NORTHUMBERLAND National Park is to lodge an objection over plans for a wind farm which it is claimed will harm views from two of the county's top landscape sites.
The bid for three turbines at Wingates Moor by British Telecommunications (BT) is close to the national park boundary.
The park authority’s development management committee considered that the 121m tall wind turbines would have a significant landscape impact on the character of the park.
Committee chairman Rachel Pearson said: “The authority strongly supports small-scale renewable energy initiatives and has only refused three planning applications for small- scale renewable energy projects since 2005.

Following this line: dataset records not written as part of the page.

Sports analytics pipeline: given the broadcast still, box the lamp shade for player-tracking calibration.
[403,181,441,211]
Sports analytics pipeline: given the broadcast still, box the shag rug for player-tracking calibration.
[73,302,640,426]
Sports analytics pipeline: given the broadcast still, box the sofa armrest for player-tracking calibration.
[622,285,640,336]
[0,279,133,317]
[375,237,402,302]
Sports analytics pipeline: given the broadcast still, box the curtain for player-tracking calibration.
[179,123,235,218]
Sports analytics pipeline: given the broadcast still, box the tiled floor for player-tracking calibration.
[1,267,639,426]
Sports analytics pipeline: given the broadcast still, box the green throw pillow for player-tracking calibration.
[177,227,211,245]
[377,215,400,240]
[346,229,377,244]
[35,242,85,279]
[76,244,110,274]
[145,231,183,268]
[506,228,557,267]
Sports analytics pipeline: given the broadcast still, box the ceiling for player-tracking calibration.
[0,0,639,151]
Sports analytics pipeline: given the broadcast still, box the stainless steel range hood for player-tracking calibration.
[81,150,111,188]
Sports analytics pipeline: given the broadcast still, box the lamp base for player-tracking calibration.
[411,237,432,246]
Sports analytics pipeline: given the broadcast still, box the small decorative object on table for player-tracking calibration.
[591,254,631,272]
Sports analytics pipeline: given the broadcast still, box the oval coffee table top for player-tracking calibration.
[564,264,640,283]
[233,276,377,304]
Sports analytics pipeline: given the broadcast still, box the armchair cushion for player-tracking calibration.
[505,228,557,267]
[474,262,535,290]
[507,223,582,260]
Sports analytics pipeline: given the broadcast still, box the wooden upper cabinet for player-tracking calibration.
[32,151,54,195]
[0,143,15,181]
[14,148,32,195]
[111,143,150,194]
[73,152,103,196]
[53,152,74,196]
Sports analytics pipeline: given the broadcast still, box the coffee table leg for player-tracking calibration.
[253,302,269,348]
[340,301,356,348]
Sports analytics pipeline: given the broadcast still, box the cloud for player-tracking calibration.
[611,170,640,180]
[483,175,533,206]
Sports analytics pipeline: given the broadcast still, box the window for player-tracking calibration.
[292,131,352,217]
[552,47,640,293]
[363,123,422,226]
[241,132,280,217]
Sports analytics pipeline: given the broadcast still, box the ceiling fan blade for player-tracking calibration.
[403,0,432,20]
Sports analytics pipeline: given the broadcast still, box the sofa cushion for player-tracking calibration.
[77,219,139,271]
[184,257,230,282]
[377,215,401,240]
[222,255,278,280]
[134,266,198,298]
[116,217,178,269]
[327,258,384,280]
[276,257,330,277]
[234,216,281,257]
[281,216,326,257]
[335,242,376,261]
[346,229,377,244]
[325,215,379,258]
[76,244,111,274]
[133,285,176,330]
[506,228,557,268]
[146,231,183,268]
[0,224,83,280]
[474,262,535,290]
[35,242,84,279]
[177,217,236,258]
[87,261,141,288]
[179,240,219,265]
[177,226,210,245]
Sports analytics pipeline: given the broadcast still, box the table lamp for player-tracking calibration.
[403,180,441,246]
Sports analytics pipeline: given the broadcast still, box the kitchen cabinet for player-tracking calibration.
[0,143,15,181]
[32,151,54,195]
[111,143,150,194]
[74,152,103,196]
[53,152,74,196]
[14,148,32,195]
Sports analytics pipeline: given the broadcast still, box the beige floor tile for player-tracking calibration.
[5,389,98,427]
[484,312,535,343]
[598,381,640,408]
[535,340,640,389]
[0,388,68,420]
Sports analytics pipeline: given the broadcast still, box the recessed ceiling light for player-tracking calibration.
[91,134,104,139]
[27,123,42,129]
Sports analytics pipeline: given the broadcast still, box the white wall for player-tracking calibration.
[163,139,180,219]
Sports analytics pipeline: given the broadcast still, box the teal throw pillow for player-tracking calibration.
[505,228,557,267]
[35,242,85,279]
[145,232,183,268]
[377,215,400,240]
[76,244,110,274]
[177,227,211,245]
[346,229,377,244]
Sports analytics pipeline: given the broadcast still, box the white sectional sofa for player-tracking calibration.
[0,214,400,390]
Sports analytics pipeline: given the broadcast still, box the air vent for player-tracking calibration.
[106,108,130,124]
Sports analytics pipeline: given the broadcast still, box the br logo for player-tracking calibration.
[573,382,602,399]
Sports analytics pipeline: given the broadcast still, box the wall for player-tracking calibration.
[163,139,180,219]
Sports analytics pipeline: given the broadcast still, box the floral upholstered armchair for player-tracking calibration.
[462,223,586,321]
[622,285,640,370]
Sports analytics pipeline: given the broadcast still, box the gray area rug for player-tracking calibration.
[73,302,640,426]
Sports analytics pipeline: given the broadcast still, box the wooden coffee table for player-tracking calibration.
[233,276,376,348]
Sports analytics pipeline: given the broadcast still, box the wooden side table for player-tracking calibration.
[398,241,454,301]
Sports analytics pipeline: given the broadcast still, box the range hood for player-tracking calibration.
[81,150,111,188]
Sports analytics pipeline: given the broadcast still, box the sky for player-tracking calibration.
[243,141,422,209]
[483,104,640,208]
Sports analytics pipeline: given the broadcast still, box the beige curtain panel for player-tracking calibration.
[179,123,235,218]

“In the case of this proposal the committee decided to object to the application as it considered that the development would impact on the sense of openness and tranquillity of the national park for both residents and visitors and it is likely to alter their perception and enjoyment of this nationally recognised landscape.”
The final decision on the application will be made in March by Northumberland County Council.

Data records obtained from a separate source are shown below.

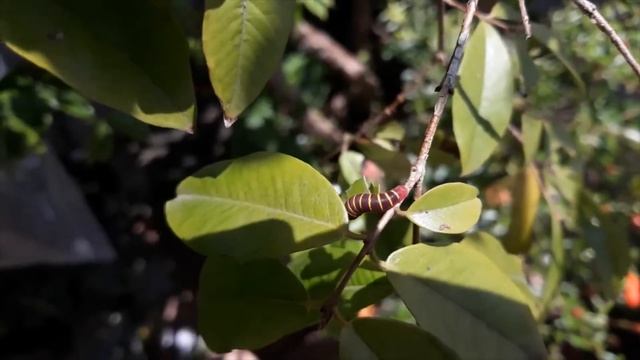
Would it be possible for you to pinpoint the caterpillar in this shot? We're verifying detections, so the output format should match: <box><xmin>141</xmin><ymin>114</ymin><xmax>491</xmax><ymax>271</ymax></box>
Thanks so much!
<box><xmin>345</xmin><ymin>185</ymin><xmax>409</xmax><ymax>219</ymax></box>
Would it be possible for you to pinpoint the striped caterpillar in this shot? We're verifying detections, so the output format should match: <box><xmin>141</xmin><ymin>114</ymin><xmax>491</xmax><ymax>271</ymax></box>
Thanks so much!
<box><xmin>345</xmin><ymin>185</ymin><xmax>409</xmax><ymax>219</ymax></box>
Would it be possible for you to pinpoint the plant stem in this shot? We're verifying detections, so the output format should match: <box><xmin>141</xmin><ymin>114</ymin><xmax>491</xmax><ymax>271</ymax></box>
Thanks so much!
<box><xmin>518</xmin><ymin>0</ymin><xmax>532</xmax><ymax>39</ymax></box>
<box><xmin>319</xmin><ymin>0</ymin><xmax>480</xmax><ymax>327</ymax></box>
<box><xmin>572</xmin><ymin>0</ymin><xmax>640</xmax><ymax>80</ymax></box>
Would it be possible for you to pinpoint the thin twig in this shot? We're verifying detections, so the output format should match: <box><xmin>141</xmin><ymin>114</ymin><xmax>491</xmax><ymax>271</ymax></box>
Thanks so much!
<box><xmin>443</xmin><ymin>0</ymin><xmax>519</xmax><ymax>32</ymax></box>
<box><xmin>518</xmin><ymin>0</ymin><xmax>532</xmax><ymax>39</ymax></box>
<box><xmin>572</xmin><ymin>0</ymin><xmax>640</xmax><ymax>80</ymax></box>
<box><xmin>319</xmin><ymin>0</ymin><xmax>479</xmax><ymax>327</ymax></box>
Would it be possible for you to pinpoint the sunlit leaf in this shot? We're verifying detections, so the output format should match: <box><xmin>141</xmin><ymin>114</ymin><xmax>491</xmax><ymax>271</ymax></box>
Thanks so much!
<box><xmin>345</xmin><ymin>177</ymin><xmax>370</xmax><ymax>199</ymax></box>
<box><xmin>165</xmin><ymin>152</ymin><xmax>347</xmax><ymax>259</ymax></box>
<box><xmin>198</xmin><ymin>255</ymin><xmax>315</xmax><ymax>352</ymax></box>
<box><xmin>453</xmin><ymin>22</ymin><xmax>514</xmax><ymax>175</ymax></box>
<box><xmin>385</xmin><ymin>243</ymin><xmax>546</xmax><ymax>360</ymax></box>
<box><xmin>521</xmin><ymin>115</ymin><xmax>543</xmax><ymax>164</ymax></box>
<box><xmin>503</xmin><ymin>165</ymin><xmax>541</xmax><ymax>254</ymax></box>
<box><xmin>0</xmin><ymin>0</ymin><xmax>195</xmax><ymax>130</ymax></box>
<box><xmin>340</xmin><ymin>150</ymin><xmax>365</xmax><ymax>185</ymax></box>
<box><xmin>406</xmin><ymin>183</ymin><xmax>482</xmax><ymax>234</ymax></box>
<box><xmin>300</xmin><ymin>0</ymin><xmax>334</xmax><ymax>21</ymax></box>
<box><xmin>203</xmin><ymin>0</ymin><xmax>295</xmax><ymax>125</ymax></box>
<box><xmin>340</xmin><ymin>318</ymin><xmax>459</xmax><ymax>360</ymax></box>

It was felt that there would be a particularly negative impact on views from the Simonside Hills, Lordenshaws Iron Age hill fort overlooking Rothbury and the Coquet Valley which is also a prominent prehistoric rock art site, and Garleigh Moor.
“For frequent users of the footpath network in the Simonside Hills the views to the south east will be noticeable different as the vertical structures take shape,” the committee was told by planners.
Partial views of the wind turbine structures may also be possible from Hadrian’s Wall.
Sites with direct line of sight of the development within include Hedgehope Hill, Loundon Hill, Cochrane Pike, Simonside View Point, Lordenshaws/Garleigh Moor and Corsenside.
“The Simonside Hills are a key destination for national park visitors and are accessed by a network of rights of way and access land. The principal access route is that from Lordenshaw car park, heading west along the ridge to the summit cairn,” say planners.
“The scale and proximity of the Wingates Moor development will dwarf anything that is currently visible from the Simonside Hills.
“The proposed development will impact on the sense of openness and tranquility of the national park for both residents and visitors alike and is likely to alter their perception of enjoyment of this nationally recognise landscape.”